Но Виктор Викторович ничего этого не увидел, потому что очень торопился. Его мутило от шпрот.
Выход
Как это, оказывается, неприятно, даже омерзительно, когда тебя пытаются пришлепнуть, как муху или таракана. Особенно, если ты, Захар Лепешкин, – человек молодой, красивый, брызжущий излишками здоровья, только-только ухвативший мясистыми пальцами жизнь за самые ее жабры, если нравишься бабам до визгу, чем и пользуешься до тошноты.
Захар начал задыхаться, но продолжал бежать.
Потный пистолет в руке, вызвав приступ яростного раздражения, полетел в стену, упал на пыльный бетон и взглядом брошенной собаки проводил тающую фигуру человека.
Мимо пробежали еще двое. Один – рыхлый, с высохшими легкими, лишенный сил. Он уже умер, но продолжал перебирать ноги.
Следом – другой. Этот был спокоен. Он видел рыхлого и уверенно шел за ним, даря тому мучительную иллюзию, такую же немощную, как он сам.
Расстрелять впустую две обоймы, ни разу не попав, – такого поганого недоразумения с Захаром Лепешкиным раньше не случалось. Одно хорошо – Бурундук отстал, отвлечет, даст время Захару уйти. Все равно жил бездарно и зазря – пусть подохнет с пользой.
Шаги гулко отражались от стен давно брошенных, осыпавшихся заводских цехов и многократным эхом возвращались к Захару. Он слышал собственный бег со стороны и замечал нарастающее истощение. Сейчас он обессилет, остановится.
Захар представил, как Татарин стреляет в голову загнанного человека.
Зачем бежишь? Прячься! Забейся в дыру, затихни – пережди. Впрочем, он уже не бежал, излишки здоровья иссякли, и изможденное тело валилось с ног, на которых его держал только страх. Липкий, вязкий, отвратительный страх смерти.
Захар оглянулся, никого не увидел и быстро нырнул в пустой дверной проем. Давя в себе животное желание бежать, осторожно двинулся по сумрачному, покрытому неровными проплешинами буро-зеленой кафельной плитки помещению. Пустая, лишенная прежней усердной жизни душевая для работяг. Тишина лопнула под ногами куском расколотой плитки, нервно захрустела. Захар болезненно изогнулся, словно существовало движение тела, способное вобрать в себя вырвавшийся звук. Прислушался. Когда тишина осела обратно, он снял туфли. Длинное стойло душевых кранов, между которыми не было перегородок, привело к другой двери. Захар медленно, боясь, что она сорвется на скрип, отворил ее. Перед ним открылся заброшенный и со временем потерявший былую многоцветность своей омерзительности нужник.
Сквозь тишину прорезался и быстро стал нарастать шум шагов. Захар инстинктивно захлопнул дверь, в последний момент поймав ее и не дав соприкосновению с коробкой породить звук. Но дверная петля успела просочиться тонким скрипом, и скрип этот, быстро стихнув, так и остался жить внутри Захара.

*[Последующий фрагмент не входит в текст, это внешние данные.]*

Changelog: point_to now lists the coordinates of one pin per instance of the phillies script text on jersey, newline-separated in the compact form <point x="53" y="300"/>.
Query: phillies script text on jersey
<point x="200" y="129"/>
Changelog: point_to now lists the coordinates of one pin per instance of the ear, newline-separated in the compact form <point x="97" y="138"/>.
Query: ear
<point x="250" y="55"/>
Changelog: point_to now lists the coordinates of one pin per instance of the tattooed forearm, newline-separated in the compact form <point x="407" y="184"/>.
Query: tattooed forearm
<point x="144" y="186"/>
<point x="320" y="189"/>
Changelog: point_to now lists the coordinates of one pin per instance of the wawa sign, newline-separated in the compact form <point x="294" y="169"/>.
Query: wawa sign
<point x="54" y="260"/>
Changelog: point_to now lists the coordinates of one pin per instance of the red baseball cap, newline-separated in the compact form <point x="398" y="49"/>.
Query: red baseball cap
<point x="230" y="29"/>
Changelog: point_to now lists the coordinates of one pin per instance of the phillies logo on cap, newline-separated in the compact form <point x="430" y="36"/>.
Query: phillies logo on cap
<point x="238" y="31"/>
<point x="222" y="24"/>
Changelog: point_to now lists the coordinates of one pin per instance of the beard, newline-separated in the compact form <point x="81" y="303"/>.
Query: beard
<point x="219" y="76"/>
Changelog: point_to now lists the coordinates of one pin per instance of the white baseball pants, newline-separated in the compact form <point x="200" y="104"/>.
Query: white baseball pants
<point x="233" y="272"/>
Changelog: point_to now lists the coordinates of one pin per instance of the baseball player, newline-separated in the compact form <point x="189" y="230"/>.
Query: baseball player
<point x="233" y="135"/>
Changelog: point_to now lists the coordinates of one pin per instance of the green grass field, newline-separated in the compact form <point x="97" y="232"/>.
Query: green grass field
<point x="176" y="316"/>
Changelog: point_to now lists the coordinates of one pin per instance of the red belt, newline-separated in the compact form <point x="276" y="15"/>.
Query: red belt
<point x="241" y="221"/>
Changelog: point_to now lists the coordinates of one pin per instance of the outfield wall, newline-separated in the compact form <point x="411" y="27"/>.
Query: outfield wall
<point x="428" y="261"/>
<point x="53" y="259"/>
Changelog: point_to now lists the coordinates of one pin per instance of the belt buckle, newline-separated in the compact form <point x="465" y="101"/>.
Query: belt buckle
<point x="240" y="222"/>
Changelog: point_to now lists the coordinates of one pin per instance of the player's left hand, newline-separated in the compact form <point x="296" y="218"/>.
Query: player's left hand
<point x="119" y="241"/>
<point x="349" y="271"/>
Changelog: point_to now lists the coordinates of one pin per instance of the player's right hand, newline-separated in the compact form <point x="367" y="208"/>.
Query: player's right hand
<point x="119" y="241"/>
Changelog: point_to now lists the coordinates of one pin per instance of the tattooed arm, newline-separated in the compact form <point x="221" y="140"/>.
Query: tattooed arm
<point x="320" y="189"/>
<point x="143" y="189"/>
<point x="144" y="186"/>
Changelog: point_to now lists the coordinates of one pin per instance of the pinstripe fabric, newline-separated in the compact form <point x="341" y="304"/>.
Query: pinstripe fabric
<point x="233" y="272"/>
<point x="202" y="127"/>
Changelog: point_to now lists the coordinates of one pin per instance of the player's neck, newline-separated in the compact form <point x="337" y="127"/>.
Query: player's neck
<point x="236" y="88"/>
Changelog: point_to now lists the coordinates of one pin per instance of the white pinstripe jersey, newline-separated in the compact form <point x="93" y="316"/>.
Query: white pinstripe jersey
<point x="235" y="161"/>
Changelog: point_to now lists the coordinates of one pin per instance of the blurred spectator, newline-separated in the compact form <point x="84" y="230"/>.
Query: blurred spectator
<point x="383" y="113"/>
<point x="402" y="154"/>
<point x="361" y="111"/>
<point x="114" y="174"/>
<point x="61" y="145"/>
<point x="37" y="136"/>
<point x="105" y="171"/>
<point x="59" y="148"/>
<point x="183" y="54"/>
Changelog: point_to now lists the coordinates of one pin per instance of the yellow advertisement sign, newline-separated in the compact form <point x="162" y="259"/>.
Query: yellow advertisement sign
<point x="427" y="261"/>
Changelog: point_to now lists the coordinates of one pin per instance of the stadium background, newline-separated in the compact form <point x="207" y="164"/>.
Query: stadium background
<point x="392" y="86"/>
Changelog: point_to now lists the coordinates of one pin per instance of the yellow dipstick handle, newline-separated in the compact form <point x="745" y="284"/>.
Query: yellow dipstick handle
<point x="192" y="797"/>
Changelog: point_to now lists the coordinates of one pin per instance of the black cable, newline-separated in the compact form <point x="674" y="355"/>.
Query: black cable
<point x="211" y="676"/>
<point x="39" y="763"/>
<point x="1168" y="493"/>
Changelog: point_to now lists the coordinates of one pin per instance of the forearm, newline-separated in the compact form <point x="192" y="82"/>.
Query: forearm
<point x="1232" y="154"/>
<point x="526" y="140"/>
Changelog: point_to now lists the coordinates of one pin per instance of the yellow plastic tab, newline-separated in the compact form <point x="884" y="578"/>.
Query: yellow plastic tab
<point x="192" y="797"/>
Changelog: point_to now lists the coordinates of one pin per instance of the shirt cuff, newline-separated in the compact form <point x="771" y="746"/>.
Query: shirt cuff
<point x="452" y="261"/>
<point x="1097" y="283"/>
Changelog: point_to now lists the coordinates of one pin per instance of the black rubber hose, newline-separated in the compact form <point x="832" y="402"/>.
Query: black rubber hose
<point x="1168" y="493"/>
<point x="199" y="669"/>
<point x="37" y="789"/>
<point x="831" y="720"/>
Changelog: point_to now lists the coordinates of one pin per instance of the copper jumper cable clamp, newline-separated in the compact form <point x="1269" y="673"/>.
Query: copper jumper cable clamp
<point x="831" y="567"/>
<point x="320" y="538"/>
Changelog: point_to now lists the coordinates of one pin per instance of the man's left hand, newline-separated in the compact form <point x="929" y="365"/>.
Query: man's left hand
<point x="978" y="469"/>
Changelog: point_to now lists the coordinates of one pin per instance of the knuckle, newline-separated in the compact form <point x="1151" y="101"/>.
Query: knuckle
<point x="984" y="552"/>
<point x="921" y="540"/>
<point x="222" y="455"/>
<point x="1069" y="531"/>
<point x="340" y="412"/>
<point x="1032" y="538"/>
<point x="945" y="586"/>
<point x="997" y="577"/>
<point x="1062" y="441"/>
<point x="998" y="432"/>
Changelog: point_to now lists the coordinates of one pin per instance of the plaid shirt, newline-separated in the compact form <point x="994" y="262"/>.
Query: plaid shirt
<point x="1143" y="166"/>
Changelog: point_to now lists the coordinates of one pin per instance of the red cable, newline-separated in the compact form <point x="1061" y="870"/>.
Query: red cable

Шаги приближались. Захар пытался разгадать их. Они были явными, неторопливыми, нескрываемыми. Так мог идти и обреченный, измученный Бурундук, и всегда уверенный в себе Татарин. Захар отошел вглубь огромной, человек на двадцать, уборной и уперся в стену. Свет в помещение почти не проникал – мутные пятна узких окон, бессмысленно замазанных краской, находились под самым потолком, на высоте нескольких метров. Это был тупик.
Захар спрятался в дальней кабинке. Кабинки были открытыми, без дверей, только небольшие перегородки создавали условность интимной обособленности.
Шаги приблизились, и дверь, ведущая из душевой, открылась. Кто-то вошел.
Захар сжался, упершись взглядом в отверстие старого нужника в полу рядом с собой. Если бы он мог всунуться туда, он сделал бы это.
Человек у двери шумно хрипел, и хрип его давал надежду загнанному в ловушку Захару – Бурундук это, Бурундук. Захар осторожно выглянул из-за перегородки – темная фигура тяжело дышала, согнувшись. Лицо вошедшего разобрать было нельзя, и Захар напряженно ждал, не решаясь выдать себя. Тут он увидел, как дверь позади человека начала медленно открываться, полумрак стал жиже, и Бурундук, заметив перемену света, побежал вперед – туда, где прятался Захар.